Matthew Holliman - Nov 28, 2005 10:23 pm
Route Climbed: From the SE Date Climbed: Nov 27, 2005Headed up here on my way back to the Bay Area from Las Vegas, the final peak on a thoroughly enjoyable ten day tour of southern NV/UT. This was a spur-of-the-moment decision, so I had only the DPS guide with me for beta. The crux is finding the TH, as the DPS directions are rather outdated now. (I posted updated directions, including GPS waypoints, on the main page: link).

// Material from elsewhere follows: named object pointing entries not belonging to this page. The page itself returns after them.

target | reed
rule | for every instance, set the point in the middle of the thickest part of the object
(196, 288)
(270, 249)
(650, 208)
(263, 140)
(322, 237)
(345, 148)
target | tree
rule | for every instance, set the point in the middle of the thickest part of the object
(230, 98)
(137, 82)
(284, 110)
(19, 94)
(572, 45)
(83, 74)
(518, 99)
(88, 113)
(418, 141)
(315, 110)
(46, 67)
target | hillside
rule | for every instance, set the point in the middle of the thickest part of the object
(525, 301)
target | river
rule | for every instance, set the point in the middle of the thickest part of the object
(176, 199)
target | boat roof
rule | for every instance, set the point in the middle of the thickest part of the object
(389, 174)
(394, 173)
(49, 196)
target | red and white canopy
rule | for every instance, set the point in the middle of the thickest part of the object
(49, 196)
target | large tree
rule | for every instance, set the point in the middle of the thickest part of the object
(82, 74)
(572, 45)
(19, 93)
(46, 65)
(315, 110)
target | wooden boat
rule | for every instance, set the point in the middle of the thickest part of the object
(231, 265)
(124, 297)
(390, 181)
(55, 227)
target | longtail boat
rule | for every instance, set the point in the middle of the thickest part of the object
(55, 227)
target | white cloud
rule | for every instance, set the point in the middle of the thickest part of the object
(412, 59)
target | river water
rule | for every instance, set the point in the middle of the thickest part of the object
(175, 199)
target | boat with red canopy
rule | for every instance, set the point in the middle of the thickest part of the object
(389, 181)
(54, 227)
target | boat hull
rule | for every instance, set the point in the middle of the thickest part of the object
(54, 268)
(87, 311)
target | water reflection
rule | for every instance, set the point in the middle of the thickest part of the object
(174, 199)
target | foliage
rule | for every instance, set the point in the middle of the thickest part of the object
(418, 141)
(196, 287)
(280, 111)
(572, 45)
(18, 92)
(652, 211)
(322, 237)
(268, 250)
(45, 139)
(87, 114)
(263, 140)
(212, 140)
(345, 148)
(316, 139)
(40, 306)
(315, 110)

After thoroughly exploring the labyrinth of dirt roads around the mountain, I eventually went up via the standard DPS route, and was rather amused to find a rappel sling above the third class section (?!). On the descent, rather than returning via the headwall, I continued following the east ridge down to a very short, very easy downclimb to the easy slopes below the cliffs, then headed right to rejoin my ascent route. I highly recommend this variation--it's a great, airy little knife edge, with some of the best 3rd class I've found on a desert peak yet. Very enjoyable. Might even be easier than downclimbing the headwall, too.
Stopped at the Mad Greek cafe in Baker for dinner (presumably the best Greek food you'll find in the Mojave desert, but they don't really have the best gyros in the USA as they claim), and ended up stopping and sleeping in my car before Kramer Junction rather than continue fighting the relentless stream of holiday traffic. The drive back from Las Vegas on a Thanksgiving weekend Sunday was pretty brutal... The remainder of the drive on Monday morning was much less stressful.
cp0915 - Feb 14, 2005 12:14 pm
Route Climbed: From the south Date Climbed: Feb 12, 2005What can I say? The mountain was completely socked in. I couldn't find my way to the picnic area through the maze of dirt roads all over the place - I set off on foot, a couple miles away from the mountain, and just explored my way to the base of the mountain. Never seeing the picnic area (in an entirely different drainage), I started up a steep, loose gully. From there, I found myself in a winter wonderland at the base of the prominent cliffs on the mountain's south side. There was some decent snow on the ground, the trees were frozen over with huge clumps of ice dangling from the branches - visibility was 50 feet or less. I was leaving cairns all over the place just to find my way back down later. I navigated by compass, intuition, and a rudimentary understanding of the route. I came to the base of the headwall and recognized it from pictures I'd seen. Just to be sure, I continued eastward along the cliffs for awhile and scrambled up to the ridge crest (rather knife-like toward the east). Back at the headwall, I found it to be rather icy (and dangerous). It was steeper than I'd expected. The exposure wasn't too bad - but enough to hurt you. Once at the top of the headwall, then above the class 3 ramps and ledges above that, I wandered up to the apparent summit, which was marked by a cairn. The visibility was non-existent, but I knew from researching the net that the actual summit was still 1/4 mile or so away westward along the ridge. I continued on and bagged the true summit, signed the register with a bogus name, and left. Rather snowy, very icy - no views the entire day. Short hike - but pretty cool in wintry conditions.
streeyyr - Jan 13, 2005 8:33 pm Date Climbed: Apr 15, 2002
Clark MountainA big and impressive Mojave Desert peak.